Los rayos ultravioletas son radiaciones que provienen del sol y que cuentan con una longitud de onda más corta que la de la luz visible y más larga que la de los rayos X. Pueden ser de 3 tipos: UVA, UVB y UVC.

En este artículo vamos a centrarnos en los dos primeros, ya que los UVC, los más dañinos, quedan bloqueados por la capa de ozono y no llegan a la tierra.

¿Qué son los rayos UVA?

Los rayos UVA son rayos ultravioletas que provienen del sol, que penetran en las capas más profundas de la piel, hasta alcanzar la dermis. 

Allí generan radicales libres, conocidos como especies reactivas de oxígeno (ROS) que provocan fotoenvejecimiento, es decir, el envejecimiento prematuro de la piel. Además pueden provocar cáncer de piel, problemas en la vista y alteraciones en el sistema inmunitario.

¿Qué son los rayos UVB?

Los rayos UVB son radiaciones solares responsables del bronceado, puesto que afectan a las capas superficiales de la piel, concretamente a la epidermis

De hecho, son los responsables de que te puedas poner morena rápido, aunque conviene hacerlo siempre con la preparación y protección adecuadas.

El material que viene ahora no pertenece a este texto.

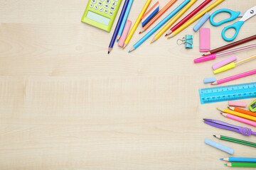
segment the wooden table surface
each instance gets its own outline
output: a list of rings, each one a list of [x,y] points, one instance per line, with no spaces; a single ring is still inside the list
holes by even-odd
[[[160,7],[168,1],[160,1]],[[203,1],[198,0],[185,15]],[[129,19],[135,21],[144,2],[134,1]],[[201,55],[198,32],[192,30],[195,23],[169,40],[161,37],[149,45],[151,37],[128,54],[142,36],[138,35],[139,25],[124,50],[116,43],[107,55],[119,14],[111,33],[105,32],[80,22],[87,3],[0,1],[1,169],[230,169],[218,159],[230,155],[205,144],[205,138],[235,149],[234,157],[256,157],[252,147],[212,135],[252,142],[255,137],[202,121],[208,118],[249,126],[219,114],[215,108],[228,102],[200,103],[198,89],[210,86],[203,84],[203,78],[213,76],[211,65],[225,57],[193,64]],[[255,5],[255,0],[226,0],[210,13],[221,8],[244,11]],[[203,26],[210,28],[211,49],[228,44],[220,34],[230,23],[214,27],[207,21]],[[255,34],[255,28],[254,17],[236,40]],[[193,49],[176,45],[186,34],[194,35]],[[247,45],[252,43],[255,41]],[[255,52],[236,55],[244,59]],[[256,61],[247,62],[215,77],[255,65]],[[223,85],[255,79],[252,76]]]

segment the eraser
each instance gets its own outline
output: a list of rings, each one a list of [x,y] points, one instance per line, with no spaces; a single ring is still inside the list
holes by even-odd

Sin embargo, también pueden provocar quemaduras solares, engrosamiento cutáneo, y llegar a originar melanomas y otros tipos de cáncer de piel.

La regla mnemotécnica para diferenciarlos siempre fácil

Si no quieres confundir los rayos UVA con los UVB hay una regla mnemotécnica que se suele usar en dermatología que consiste en asociar la última letra de cada sigla a su efecto en la piel: 

  • UVA: «A» de «Aging» (envejecimiento) y «Arrugas» porque penetran más profundamente (llegan a la dermis), como acabamos de ver, y son los responsables del fotoenvejecimiento. 
  • UVB: «B» de «Burning» (quemar) y «Bronceado» porque son los que se quedan en la superficie (en la epidermis) y los responsables de las quemaduras solares y los eritemas. 

Sea como sea, es indispensable que te protejas de los dos con un protector solar de amplio espectro, pues contribuyen a incrementar el riesgo de cáncer en la piel.

¿Dónde se encuentran los rayos UVA y UVB?

Los rayos UVA y UVB se encuentran de manera natural en el sol y llegan a la tierra a través de las radiaciones solares.

No obstante, pueden reproducirse en fuentes artificiales como camas de bronceado o lámparas halógenas, fluorescentes o incandescentes destinadas a diferentes usos.

Por ejemplo, ambos tipos de rayos pueden utilizarse en aplicaciones médicas, concretamente para el tratamiento de afecciones dérmicas como dermatitis, vitíligo, tumores o psoriasis utilizando una exposición controlada.

También ayudan a combatir estados de depresión, estrés o ansiedad, por lo que se usan en el ámbito de la psicología.

Según el tipo y gravedad del trastorno, el especialista va a elegir entre uno u otro tipo de radiación.

Diferencias entre los rayos UVA y UVB

Ahora que ya sabes qué son los rayos UVA y UVB, te invitamos a seguir profundizando en su definición mediante sus diferencias.

Absorción por la capa de ozono

Los rayos UVA penetran en un 95 % en la tierra, frente al 5 % de los rayos UVB que son mayormente absorbidos por la capa de ozono.

Sin embargo, estos últimos poseen una gran energía que puede ser capaz de atravesar la ropa e incluso las ventanas y llegar a tu piel.

Longitud de onda

La longitud de onda de la radiación UVA se sitúa entre 400 y los 320 nanómetros (nm), lo que provoca que sean menos intensos que los UVB. 

Por esta razón, se utilizan para lograr bronceados más sutiles, aunque cabe recordar, que penetran más profundamente en la piel provocando mayores daños. 

Por su parte, los rayos UVB cuentan con una longitud de onda que se encuentra entre los UVB entre 320 y 290 nm.

Predominancia anual

Los rayos UVA son predominantes a lo largo del año, rasgo que explica que se vean implicados en el proceso de envejecimiento prematuro de la piel por efecto acumulativo.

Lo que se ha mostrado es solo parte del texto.